In a pot bring the following to a boil.
2 cups water
2 cups vinegar
1/8th cup Dark molasses
1/2 can of grape juice concentrate
2-3 overripe mushed up bananas

After bringing this mixture to a boil, add the dry material

1/2 cup malt of meal
2/3 cup potato flakes
1/3 cup Brewers Yeast (the key ingredient)

Place about 2 inches of medium in each qt size jar, and sprinkle maybe an 1/8th teaspoon of activated yeast on the top. A day later, 20-30 flies are added. I have tried this medium with my hydei and melanogaster and I can't believe how many larvae are swarming the sided of the jar, I literally can't see through the glass jar, they cover every square inch of glass. For the first 10 days, I keep the cultures in cardboard boxes which are kept closed, after that, I keep them on a large shelf to help the larvae dry out.

It works well and is cheap to make. It is also relatively simple. It only took me about 10 min to make a batch.


----------



## Baltimore Bryan (Sep 6, 2006)

thank you so much! i have benn looking for an easy, cheap way to make ff cultures, because my way stinks and produces few flies. let me ask you, does it stink? i can't stand bad smelling ff cultures. thanks


----------



## Dancing frogs (Feb 20, 2004)

Doesn't stink smells like vinegar when you make it, mildly yeasty while the flies are culturing.
Works great for melagonaster and hydei alike.
I've been using that recipe for 2-3 years, and it works great.


----------



## Herperboy (Jan 9, 2007)

Ive been using it for about a month now and I love it. So many flies in a culture. There are so many larvae that I literally cannot see into the bottom half of the culture. This stuff rocks!!!


----------



## fishy332003 (Feb 15, 2004)

is all these items i could buy them at supermarket?


----------



## fishy332003 (Feb 15, 2004)

it's kind of dumb question. can someone show me a photo a malt of meal look like.thanks


----------



## kyle1745 (Feb 15, 2004)

http://www.doylesdartden.com/fruitfly.html
Some good media ideas...


----------



## Dancing frogs (Feb 20, 2004)

fishy332003 said:


> it's kind of dumb question. can someone show me a photo a malt of meal look like.thanks


Malt O' Meal

It should be in the cereal section of the grocery store, in with the hot cereal mixes...comes in a rectangular box.


----------



## Herperboy (Jan 9, 2007)

It should be with the grits and cream of wheat. The Brewers yeast I got at a vitamin store, other than that It all came from the grocery store...for some reason I couldnt find any molasses at walmart.


----------



## fishy332003 (Feb 15, 2004)

will cream of wheat work too?


----------



## Herperboy (Jan 9, 2007)

Not sure, I know cream of wheat generally has things added to it. You should be able to get malt o meal at the grocery store though...and its darn cheap.


----------



## Jencylivez (May 31, 2007)

How many 32oz containers does this recipe yield?


----------



## godsgurl377 (Dec 18, 2006)

If I remember right it makes about 8-10 cups of media. Can't quite remember though. So if you use 1/2c. in each culture it would make between 16-20 cultures. 

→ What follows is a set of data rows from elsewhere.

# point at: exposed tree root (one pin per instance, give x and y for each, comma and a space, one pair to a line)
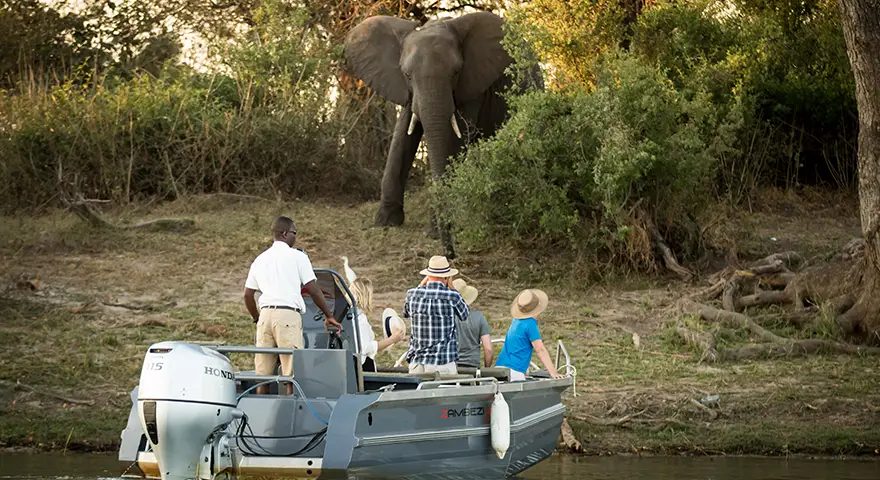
606, 422
834, 283
765, 297
776, 347
668, 257
712, 413
703, 340
84, 210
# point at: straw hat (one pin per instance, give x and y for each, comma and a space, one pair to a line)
391, 323
468, 293
529, 303
438, 266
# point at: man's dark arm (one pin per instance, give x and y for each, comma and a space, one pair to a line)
318, 298
251, 304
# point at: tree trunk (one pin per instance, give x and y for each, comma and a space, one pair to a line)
861, 28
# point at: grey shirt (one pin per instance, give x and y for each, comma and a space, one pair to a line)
469, 333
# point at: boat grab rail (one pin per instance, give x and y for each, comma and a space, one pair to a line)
570, 369
457, 381
246, 349
567, 368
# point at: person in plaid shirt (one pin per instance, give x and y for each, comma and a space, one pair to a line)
432, 308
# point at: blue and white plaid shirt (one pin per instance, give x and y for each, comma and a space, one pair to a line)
433, 309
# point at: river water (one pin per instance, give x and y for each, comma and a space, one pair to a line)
106, 467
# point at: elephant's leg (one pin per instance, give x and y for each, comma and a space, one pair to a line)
397, 167
467, 115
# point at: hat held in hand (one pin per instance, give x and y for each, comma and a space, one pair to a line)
439, 267
468, 292
529, 303
391, 323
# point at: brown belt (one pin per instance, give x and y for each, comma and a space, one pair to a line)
282, 307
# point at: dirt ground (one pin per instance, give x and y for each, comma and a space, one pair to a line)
80, 304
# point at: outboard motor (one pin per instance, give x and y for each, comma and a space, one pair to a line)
186, 399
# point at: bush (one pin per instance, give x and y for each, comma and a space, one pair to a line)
590, 171
168, 137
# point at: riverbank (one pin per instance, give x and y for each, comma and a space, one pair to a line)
80, 304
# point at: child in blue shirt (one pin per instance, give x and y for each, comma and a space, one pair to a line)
523, 336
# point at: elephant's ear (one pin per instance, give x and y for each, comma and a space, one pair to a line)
372, 52
484, 57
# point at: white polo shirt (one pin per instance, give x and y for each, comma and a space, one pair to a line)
279, 274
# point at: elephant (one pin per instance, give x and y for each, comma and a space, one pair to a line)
448, 76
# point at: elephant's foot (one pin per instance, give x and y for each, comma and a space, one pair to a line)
449, 251
431, 230
391, 216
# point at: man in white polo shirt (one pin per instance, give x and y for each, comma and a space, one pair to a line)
280, 273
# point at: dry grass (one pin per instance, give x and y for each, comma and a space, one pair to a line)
64, 338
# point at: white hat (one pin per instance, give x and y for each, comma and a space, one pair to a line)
439, 267
529, 303
468, 292
391, 323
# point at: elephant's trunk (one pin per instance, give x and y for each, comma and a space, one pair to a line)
412, 124
436, 113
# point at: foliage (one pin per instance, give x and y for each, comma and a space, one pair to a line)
784, 63
265, 127
590, 171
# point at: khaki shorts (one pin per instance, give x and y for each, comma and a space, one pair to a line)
277, 328
445, 369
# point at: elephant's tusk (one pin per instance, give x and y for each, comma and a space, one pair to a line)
412, 124
455, 126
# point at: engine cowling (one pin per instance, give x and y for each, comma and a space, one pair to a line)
186, 397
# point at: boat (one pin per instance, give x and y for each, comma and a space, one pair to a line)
194, 417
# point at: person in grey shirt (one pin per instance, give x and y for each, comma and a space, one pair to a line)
474, 332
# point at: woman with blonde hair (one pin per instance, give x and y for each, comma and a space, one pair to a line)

I got a tip from someone else on this board, can't remember who right now, to freeze the wet portion in ice cube trays and premix the dry and put it in the cupbord or fridge. When you are ready to make cultures, pop a few of the cubes in the culture, microwave it, mix in some of the dry. Then sprinkle some activated yeast on it and your good to go!

Good luck!


----------



## MonopolyBag (Jun 3, 2007)

OK, when you state "add dry ingredients" are they mixed in or what? And is additional yeast sprinkled on top?

Let me know, I plan to try this soon.


----------



## MonopolyBag (Jun 3, 2007)

*Sorry about double post...*

And... does Brewers yeast actually work? I heard it is pointless to use, But others swear by it.


----------



## Joshchan (Apr 30, 2006)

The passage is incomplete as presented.